Podcasts of the week: armchair travel, science and royal scandal
Featuring The Rest Is History, Kerning Cultures, and The Big Fib
One of the great joys of podcasts is their ability to immerse the listener in unfamiliar cultures and worlds, said Courtney Yusuf in The Guardian. If that is what you are looking for, I recommend Kerning Cultures. Produced in the United Arab Emirates, and now in its sixth year, it tells “stories from the Middle East and North Africa, and the spaces in between”, using a “combination of first-person-led investigations, expert witnesses, rigorous research, and beautiful sound design”. Its approach to the region is a side-ways one: the latest series looks at Kuwait’s Indian commu-nity, explores why K-pop has so many Arab megafans, and asks, “Who can determine where Jewish-Egyptian artefacts really belong today?” For a “haunting” episode from a previous series, seek out Zabelle, about the Armenian-American singer Zabelle Panosian.
Many families have got into podcasts lately as a resource for home-schooling, said Hattie Garlick in The Times. Here are two that are excellent for encouraging critical thinking in primary age children. The Big Fib (20 minutes per episode, ages 7-11) is a “game show-style” podcast aimed at helping children cope in an age of “fake news”. Each week a child interviews two adults on a particular subject, and has to deduce which is the expert and which the fibber. “An impertinent robot co-host keeps things light.” The lively ethics podcast Short & Curly (25 minutes per episode, ages 6-10) explores tricky dilemmas in a way that children find intriguing. Is it fair for a teacher to punish the whole class if a wrongdoer won’t own up? Should parents ever lie to their kids? Should robots replace humans? Made in Australia, and now in its 13th series, it uses humour and contributions from children to make sure each episode is “fun and engaging”.
I gave Tom Holland and Dominic Sandbrook’s podcast The Rest Is History an “ecstatic” review when it began last year, said James Marriott in The Times. So I’m thrilled that (“presumably wafted along by my encouraging words”) it has since become a “must-listen” for “everyone I know”. Not many history podcasts are nimble enough to release “emergency” episodes in response to breaking news, but the special Rest Is History episode on Meghan Markle and the history of royal scandal was a cracker.
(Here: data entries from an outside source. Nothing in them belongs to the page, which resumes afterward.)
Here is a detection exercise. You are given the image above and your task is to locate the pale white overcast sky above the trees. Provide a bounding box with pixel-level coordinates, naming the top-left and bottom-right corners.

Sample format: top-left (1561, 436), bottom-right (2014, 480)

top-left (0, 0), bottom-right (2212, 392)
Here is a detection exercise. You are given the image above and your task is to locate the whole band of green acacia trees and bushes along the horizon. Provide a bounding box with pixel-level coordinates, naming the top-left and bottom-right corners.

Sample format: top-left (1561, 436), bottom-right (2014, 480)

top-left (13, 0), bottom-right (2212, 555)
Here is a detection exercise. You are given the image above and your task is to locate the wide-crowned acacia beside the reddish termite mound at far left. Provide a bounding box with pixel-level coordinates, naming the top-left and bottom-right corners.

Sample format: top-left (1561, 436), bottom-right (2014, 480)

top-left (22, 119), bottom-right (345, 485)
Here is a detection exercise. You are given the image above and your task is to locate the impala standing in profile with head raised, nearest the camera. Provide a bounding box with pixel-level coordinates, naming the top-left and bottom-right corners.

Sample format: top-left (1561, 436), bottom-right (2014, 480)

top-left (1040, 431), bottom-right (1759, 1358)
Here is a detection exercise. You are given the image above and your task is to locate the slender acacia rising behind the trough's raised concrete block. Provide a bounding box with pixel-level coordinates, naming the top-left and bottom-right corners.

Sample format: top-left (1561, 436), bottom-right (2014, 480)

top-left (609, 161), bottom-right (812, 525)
Anybody fearing that “unique humiliations” are being heaped upon our present queen should listen to the two historians discussing Caroline of Brunswick, who was barred from the coronation of her estranged husband, George IV, by bayonet-wielding soldiers, and died a few weeks later. She was so popular, there were riots at her funeral, and two people were killed. “This rather knocks Oprah into a cocked hat.”